El arte le salvó la respiración, pero no la vida. No pintaba flores, ni campos felices. Pintaba lo otro. Pintaba eso que te clava en el pecho cuando te das cuenta de que nadie —pero nadie— va a venir a salvarte. Pintaba el miedo de perder la cabeza… y el miedo más grande de no perderla nunca del todo.
Una tarde de 1892, caminaba con dos amigos por un sendero al lado de un fiordo. El cielo se puso rojo como un tajo recién hecho. El sol se estaba desangrando. Edvard se frenó en seco. El mundo se dobló, como si estuviera hecho de papel mojado. “Sentí un grito infinito atravesando la naturaleza”, escribió. No era un grito de alguien. Era el grito de todo. Como si el planeta estuviera gritando en parto o en duelo, o las dos cosas al mismo tiempo.

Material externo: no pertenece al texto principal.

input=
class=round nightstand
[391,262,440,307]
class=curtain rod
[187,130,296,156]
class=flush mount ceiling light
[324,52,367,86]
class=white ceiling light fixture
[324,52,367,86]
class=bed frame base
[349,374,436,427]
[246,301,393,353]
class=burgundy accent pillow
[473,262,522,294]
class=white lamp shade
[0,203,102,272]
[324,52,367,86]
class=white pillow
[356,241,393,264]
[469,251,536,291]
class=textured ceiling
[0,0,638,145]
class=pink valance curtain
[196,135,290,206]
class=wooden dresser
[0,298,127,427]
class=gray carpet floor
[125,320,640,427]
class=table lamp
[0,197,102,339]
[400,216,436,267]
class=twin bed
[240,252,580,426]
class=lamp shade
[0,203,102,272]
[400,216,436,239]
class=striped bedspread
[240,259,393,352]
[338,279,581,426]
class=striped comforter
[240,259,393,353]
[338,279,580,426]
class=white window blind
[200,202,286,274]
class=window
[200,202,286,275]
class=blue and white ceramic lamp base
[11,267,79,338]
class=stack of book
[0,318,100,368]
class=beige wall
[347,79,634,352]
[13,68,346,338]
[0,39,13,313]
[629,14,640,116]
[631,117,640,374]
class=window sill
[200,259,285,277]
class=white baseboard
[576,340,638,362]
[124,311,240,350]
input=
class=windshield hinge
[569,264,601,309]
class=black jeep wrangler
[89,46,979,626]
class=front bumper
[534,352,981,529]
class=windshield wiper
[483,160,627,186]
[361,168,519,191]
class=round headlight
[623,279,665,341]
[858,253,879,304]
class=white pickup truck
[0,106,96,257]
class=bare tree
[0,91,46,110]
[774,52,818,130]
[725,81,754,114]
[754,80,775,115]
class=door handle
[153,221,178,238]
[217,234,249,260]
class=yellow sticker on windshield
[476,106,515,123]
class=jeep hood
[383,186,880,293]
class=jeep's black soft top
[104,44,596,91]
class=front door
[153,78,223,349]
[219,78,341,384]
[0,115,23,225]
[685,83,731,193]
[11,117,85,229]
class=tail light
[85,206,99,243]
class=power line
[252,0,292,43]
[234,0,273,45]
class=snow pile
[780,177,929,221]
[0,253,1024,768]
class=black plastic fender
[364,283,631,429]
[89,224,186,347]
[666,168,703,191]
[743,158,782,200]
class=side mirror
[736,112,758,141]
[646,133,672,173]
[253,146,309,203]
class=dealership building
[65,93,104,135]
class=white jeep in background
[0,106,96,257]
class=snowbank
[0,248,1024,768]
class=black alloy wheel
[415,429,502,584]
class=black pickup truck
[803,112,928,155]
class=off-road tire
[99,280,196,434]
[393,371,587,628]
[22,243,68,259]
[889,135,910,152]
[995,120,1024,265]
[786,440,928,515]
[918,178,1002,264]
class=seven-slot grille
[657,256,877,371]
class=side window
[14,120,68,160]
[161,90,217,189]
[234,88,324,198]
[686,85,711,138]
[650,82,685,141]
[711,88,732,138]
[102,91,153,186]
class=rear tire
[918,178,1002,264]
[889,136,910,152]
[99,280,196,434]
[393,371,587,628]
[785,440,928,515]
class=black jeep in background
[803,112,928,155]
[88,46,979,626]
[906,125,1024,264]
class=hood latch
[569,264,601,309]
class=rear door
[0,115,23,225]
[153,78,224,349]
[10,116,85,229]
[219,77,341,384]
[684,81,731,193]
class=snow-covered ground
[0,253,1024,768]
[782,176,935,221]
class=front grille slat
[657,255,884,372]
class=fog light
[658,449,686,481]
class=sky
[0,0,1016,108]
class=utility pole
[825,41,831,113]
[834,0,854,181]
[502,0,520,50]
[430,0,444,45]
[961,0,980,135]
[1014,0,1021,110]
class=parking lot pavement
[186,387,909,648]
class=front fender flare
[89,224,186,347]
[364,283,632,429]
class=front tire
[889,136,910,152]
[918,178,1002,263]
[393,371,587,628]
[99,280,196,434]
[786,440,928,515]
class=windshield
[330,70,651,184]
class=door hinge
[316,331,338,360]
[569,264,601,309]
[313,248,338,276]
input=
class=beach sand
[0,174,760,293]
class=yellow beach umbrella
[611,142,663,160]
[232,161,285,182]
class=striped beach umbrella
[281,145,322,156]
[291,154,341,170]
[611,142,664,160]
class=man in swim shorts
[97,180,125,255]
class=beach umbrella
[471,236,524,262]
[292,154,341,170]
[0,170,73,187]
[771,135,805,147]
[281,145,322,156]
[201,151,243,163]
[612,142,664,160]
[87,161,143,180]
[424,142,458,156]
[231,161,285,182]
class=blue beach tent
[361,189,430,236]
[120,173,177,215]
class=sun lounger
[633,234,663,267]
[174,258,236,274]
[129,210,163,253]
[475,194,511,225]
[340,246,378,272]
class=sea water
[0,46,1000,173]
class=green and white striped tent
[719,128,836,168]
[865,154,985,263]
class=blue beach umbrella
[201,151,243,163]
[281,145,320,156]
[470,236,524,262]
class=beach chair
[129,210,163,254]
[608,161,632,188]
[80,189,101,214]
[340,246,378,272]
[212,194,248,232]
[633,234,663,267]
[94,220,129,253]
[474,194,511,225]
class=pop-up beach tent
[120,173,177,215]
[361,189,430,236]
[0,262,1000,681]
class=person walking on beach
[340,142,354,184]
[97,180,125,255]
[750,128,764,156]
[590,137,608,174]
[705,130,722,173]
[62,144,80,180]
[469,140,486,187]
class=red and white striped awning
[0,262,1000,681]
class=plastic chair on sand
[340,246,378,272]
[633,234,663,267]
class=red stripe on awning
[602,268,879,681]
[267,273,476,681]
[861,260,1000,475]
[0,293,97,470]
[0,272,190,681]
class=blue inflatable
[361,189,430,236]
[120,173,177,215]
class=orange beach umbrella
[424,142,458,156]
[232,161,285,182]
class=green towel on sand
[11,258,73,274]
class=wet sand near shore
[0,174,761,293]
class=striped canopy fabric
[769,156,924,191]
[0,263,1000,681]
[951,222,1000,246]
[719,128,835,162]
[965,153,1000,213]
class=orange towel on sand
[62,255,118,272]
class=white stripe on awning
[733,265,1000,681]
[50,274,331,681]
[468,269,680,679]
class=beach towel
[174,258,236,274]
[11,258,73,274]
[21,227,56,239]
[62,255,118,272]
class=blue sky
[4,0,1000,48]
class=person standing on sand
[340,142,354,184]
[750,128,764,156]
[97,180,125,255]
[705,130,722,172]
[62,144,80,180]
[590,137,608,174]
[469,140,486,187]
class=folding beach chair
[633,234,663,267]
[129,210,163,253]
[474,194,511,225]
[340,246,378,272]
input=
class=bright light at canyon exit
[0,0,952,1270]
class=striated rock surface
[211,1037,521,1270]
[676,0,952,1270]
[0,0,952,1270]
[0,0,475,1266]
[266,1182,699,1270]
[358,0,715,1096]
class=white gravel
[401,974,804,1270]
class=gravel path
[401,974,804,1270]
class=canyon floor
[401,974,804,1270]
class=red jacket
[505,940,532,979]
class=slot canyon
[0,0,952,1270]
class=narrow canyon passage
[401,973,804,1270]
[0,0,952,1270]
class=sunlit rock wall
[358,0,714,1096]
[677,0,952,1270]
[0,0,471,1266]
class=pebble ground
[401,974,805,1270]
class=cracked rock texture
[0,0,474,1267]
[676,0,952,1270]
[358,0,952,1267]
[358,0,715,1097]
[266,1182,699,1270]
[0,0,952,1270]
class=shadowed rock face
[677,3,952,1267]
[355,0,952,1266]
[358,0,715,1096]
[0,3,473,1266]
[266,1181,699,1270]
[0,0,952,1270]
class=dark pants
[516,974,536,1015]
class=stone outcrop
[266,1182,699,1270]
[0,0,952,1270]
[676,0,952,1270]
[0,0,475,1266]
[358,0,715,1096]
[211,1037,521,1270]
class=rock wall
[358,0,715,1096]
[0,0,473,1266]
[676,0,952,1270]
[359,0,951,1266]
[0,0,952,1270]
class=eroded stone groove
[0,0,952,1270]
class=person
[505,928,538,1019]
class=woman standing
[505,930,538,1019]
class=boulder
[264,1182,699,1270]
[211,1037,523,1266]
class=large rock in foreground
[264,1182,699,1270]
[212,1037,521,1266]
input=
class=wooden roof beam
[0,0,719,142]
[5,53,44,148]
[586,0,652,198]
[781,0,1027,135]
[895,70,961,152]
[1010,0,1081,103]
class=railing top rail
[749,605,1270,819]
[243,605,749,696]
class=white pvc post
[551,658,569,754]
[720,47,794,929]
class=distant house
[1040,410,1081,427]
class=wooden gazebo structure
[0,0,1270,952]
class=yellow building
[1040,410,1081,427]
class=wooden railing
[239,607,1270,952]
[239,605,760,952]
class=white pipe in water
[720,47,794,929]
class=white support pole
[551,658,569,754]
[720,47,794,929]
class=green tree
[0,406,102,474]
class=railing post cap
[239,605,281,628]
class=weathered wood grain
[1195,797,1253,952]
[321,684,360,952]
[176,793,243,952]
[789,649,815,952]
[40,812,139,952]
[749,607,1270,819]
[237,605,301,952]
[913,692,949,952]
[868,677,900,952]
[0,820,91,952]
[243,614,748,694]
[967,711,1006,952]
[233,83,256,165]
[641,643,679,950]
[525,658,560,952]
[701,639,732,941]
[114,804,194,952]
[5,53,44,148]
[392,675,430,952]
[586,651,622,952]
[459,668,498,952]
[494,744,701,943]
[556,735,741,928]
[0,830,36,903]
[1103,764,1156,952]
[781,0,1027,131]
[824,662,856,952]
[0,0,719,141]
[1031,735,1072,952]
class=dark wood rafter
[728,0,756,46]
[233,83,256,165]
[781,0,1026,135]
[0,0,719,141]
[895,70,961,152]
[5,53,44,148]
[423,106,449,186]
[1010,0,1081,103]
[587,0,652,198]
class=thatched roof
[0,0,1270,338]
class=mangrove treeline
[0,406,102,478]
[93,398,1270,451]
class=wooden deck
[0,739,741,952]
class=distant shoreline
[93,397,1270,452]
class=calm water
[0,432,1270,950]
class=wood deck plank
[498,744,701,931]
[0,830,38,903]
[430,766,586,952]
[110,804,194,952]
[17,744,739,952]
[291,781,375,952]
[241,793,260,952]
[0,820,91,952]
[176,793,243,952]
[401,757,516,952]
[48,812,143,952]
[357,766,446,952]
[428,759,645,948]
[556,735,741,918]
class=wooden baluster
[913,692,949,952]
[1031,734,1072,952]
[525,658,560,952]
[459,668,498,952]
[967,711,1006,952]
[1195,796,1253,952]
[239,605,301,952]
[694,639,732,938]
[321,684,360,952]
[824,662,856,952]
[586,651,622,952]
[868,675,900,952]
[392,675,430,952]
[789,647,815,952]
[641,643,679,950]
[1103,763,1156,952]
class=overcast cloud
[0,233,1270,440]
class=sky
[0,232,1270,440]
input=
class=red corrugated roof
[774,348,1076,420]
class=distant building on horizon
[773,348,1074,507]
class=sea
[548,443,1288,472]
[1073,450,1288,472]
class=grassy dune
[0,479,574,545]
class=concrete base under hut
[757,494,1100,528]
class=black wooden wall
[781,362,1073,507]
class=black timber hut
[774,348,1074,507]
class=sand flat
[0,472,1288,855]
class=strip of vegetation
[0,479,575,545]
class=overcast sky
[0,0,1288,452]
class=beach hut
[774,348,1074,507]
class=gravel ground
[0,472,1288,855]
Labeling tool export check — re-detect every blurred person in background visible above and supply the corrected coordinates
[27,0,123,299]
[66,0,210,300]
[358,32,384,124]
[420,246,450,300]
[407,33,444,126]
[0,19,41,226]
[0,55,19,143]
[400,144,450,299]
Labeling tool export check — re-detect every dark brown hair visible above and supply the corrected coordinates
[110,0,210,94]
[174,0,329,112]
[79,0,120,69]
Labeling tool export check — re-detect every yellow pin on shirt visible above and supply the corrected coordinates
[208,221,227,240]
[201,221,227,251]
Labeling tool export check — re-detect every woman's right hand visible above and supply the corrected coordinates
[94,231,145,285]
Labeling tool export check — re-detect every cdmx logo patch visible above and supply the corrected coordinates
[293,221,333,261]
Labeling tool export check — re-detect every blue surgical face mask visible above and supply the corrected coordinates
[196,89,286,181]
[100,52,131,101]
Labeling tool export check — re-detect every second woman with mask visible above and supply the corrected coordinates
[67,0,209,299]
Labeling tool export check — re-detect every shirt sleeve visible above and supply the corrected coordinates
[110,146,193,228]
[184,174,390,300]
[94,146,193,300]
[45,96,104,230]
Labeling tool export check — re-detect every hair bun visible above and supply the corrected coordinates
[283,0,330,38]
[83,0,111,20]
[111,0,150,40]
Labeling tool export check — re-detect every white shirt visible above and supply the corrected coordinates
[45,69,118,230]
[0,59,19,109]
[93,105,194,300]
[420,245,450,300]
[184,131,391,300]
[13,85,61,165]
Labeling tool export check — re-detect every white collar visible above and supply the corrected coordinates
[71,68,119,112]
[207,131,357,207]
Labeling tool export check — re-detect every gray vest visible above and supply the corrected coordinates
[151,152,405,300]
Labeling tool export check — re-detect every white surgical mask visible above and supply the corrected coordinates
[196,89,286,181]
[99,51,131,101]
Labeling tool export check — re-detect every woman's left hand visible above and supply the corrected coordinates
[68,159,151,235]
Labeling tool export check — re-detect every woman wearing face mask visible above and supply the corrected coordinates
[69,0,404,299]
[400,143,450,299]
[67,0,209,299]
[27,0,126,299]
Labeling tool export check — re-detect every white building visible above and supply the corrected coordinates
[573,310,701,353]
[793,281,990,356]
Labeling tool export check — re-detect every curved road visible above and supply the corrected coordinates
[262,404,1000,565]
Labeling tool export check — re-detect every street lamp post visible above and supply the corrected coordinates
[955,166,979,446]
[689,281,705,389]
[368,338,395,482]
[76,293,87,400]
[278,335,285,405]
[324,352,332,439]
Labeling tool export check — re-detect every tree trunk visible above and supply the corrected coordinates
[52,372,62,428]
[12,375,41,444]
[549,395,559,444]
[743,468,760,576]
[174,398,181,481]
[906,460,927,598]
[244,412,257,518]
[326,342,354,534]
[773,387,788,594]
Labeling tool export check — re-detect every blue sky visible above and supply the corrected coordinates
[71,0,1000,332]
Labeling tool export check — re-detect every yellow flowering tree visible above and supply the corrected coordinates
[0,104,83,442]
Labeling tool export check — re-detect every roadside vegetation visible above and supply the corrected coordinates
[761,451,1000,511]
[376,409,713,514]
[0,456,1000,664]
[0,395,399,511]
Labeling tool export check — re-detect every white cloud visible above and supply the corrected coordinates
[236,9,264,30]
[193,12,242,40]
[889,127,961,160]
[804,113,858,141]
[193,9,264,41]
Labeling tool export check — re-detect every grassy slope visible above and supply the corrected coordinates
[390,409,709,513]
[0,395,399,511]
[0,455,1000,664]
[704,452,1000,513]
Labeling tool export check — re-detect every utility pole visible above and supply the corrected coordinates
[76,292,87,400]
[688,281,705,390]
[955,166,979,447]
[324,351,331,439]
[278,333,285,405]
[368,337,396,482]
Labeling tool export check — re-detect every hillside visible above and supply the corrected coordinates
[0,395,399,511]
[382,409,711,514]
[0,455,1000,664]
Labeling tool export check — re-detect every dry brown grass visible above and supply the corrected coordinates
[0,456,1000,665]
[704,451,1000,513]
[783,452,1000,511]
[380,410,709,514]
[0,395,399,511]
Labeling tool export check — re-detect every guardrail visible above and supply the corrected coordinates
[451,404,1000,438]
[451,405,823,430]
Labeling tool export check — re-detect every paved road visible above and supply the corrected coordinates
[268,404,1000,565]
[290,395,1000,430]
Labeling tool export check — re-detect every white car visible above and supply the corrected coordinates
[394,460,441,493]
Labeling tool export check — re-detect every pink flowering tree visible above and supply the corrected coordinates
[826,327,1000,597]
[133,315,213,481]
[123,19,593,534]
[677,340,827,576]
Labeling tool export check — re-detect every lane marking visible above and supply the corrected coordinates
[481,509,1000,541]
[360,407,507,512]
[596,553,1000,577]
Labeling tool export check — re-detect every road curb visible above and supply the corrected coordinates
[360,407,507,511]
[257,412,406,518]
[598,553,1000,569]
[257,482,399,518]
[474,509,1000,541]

Y ahí nació El Grito. No como obra pensada. Como vómito. Lo sacó con óleo, témpera, pastel y desesperación, todo junto sobre un cartón. Pintó una figura medio derretida, con la cara como una máscara sin idioma. Detrás, el cielo incendiado. Dos tipos caminando tranquilos, como si nada. Como siempre pasa cuando uno se está cayendo a pedazos y el mundo sigue como si nada.
Años más tarde, alguien notó que en la esquina del cuadro hay una frase escrita a lápiz: “Sólo pudo haber sido pintado por un loco.” Durante un tiempo pensaron que era un acto de vandalismo. Pero no: era la letra de Munch. El tipo se había dejado esa especie de broma triste para sí mismo. Un chiste que sangra.
¿Quién está más loco? ¿El que grita o el que hace como si no pasara nada?
Munch no cruzó la línea de la locura. Se instaló ahí, justo en la frontera. Mostrando su pasaporte mental una y otra vez, entrando y saliendo. Su familia tenía un historial inmenso. Él también pasó por clínicas. Pero no se detuvo. Cada vez que sentía que el piso se le abría, sacaba un pincel.
El Grito no es un cuadro. Es un espejo. De esos que deforman. Y no por arte. Porque así se ve el alma cuando uno la mira sin maquillaje. Por eso incomoda. Porque no hay belleza. Ni respuestas. Solo esa certeza silenciosa de que, en algún momento, todos hemos estado ahí. En ese grito mudo. En esa angustia que no puedes explicar. En ese instante donde el mundo se disuelve como una pastilla efervescente en un vaso con agua.
Munch pintó varias versiones. Como si con una no alcanzara. Como si necesitara gritarlo más de una vez, a ver si así dejaba de doler. Pero no dejó de doler nunca. Y eso, quizás, es lo más humano que tiene el arte.
Algunos dicen que el personaje del cuadro es Munch. Otros que es un fantasma. Otros, que somos nosotros, atrapados ahí, en medio del grito. Pero da igual. Lo que importa es que el grito sigue. Flota. Vibra. Lo escuchas cuando te quedas solo mucho tiempo. Cuando el celular se queda sin batería. Cuando miras al cielo y no ves nada. Cuando te preguntas quién diablos eres y no te sale una respuesta.
En un mundo que aplaude la sonrisa fingida y el filtro bien puesto, El Grito es una patada en el pecho. Te recuerda que sentir está bien. Que la angustia también es parte del combo. Que la locura no siempre se ve como en las películas. A veces es un cuadro colgado. A veces es uno mismo. A veces soy yo.
Munch murió en 1944, mientras el mundo se incendiaba en otra guerra. Guardó su cuadro en casa, como quien guarda un animal salvaje que no se deja domesticar. El Grito fue robado dos veces. Como si el dolor también se pudiera coleccionar.
Hoy lo vemos en museos, en libros, en memes. Lo usamos para reírnos, para explicar crisis existenciales o lunes de mierda. Pero si lo miras bien, sin ruido, sin distracciones, sin cinismo… te das cuenta de que sigue gritando.
Y si lo escuchas, no te asustes. No estás solo.